発心門王子社は、きれいな鳥居を備えた小社になっている。「この辺りは、“ほんまもん”のロケで、ヒロイン木葉のお爺さん、山伏の山中定道(佐藤慶扮す)が走り回った場所です。」とのこと。テレビ映像では山奥のように見えたが、実際には山の入り口であった。車中で、熊野川の水量が少ない事を聞くと、「テレビで新宮へ船で下るシーンは、そのシーンを撮影するために上流のダムから放水をしたのです。」とのこと。伏拝王子近くの木葉さんの実家を見物したあと、ご好意に謝して車を降りる。
伏拝王子は、和泉式部がここまで来て本宮参詣を諦めてここから見える本宮を伏し拝んで引き返したとの伝説のあるところで、ここから大斎原(おおゆのはら:旧社地)に現在建っている大鳥居が見える筈で、それを見たいと思っていたのだが、うっかりして先を急ぐあまり眺望する事を忘れ、古道を降りはじめてしまった。後からそれを思い出すと残念である。今回最後の古道散歩は約1時間、無事本宮大社に降り、再度参拝する。
本宮大社は、明治22年に大斎原にあった旧社が洪水で倒壊したため移築された建物で、那智大社、速玉大社に比べて古色があり、また周辺の風物と調和しているためか、目立たないが、反って親しみを感じさせる佇まいである。中央右側の証誠殿には素盞嗚尊が祀られており、平重盛が父清盛を諌めた時に参詣した旨の案内がある。
旧社のあった平地の大斎原には、最近(2年前)建てられたコンクリート製の大鳥居が建っている。背後の杉林の他に何もない広い平地に壮大な鳥居が立つ光景は奇観であり、伏拝王子から眺める事を忘れたのはかえすがえす残念であった。

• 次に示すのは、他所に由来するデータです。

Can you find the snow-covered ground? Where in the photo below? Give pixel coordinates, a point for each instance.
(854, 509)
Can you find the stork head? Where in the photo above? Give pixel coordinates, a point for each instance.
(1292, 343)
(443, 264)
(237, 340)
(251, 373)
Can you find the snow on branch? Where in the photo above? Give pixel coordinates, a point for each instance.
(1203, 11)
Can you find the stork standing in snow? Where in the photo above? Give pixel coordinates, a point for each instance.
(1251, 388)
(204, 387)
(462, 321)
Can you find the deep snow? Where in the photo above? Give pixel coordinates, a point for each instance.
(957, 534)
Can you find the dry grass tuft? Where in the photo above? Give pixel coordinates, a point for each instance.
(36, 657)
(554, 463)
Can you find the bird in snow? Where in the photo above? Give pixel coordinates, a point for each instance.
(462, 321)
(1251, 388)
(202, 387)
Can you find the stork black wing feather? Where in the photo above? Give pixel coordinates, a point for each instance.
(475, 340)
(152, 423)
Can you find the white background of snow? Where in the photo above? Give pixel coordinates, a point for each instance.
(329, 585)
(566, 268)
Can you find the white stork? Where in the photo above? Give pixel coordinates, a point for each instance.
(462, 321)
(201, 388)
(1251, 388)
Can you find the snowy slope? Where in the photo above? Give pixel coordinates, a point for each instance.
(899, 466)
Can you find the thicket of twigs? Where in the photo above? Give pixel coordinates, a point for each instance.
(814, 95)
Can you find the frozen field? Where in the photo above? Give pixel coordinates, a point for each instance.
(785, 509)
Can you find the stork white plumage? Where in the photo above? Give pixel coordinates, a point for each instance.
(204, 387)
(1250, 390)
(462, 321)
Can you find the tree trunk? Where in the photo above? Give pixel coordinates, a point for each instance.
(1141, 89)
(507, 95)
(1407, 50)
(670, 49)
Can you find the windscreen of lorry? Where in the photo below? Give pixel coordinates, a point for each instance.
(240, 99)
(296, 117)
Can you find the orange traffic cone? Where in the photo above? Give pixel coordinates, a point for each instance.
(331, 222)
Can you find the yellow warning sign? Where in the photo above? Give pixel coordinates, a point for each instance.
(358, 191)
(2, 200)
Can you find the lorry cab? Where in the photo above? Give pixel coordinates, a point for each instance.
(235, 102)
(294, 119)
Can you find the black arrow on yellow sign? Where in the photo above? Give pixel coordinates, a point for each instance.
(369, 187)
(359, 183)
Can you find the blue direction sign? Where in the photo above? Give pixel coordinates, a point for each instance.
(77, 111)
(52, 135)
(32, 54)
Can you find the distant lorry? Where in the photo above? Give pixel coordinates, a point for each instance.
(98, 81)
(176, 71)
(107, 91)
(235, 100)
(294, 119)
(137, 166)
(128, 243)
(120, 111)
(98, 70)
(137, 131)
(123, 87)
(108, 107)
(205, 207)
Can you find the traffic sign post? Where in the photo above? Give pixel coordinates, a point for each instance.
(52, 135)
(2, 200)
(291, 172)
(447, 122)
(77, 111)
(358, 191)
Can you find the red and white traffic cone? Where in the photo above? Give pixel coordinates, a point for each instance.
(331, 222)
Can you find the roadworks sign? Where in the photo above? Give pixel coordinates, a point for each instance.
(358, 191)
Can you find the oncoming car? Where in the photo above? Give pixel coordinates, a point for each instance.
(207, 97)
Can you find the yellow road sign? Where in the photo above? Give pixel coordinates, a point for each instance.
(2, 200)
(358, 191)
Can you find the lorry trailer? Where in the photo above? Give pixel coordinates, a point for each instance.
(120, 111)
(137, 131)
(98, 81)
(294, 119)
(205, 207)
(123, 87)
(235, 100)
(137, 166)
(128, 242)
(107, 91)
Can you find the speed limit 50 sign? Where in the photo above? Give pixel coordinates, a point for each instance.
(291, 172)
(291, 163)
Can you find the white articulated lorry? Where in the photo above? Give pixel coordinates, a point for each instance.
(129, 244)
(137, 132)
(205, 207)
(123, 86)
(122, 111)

午前11時52分発の急行バスに乗り、新宮へ向う。4日間の熊野漫歩もこれで終りと思うと少し寂しい。春の熊野は、風光明媚で、人情細やかな素晴らしいところであった。
また来る機会があれば、今度は熊野古道を心ゆくまで歩き、神仏習合すると言われる熊野信仰の実態をより深く知りたいと思っている。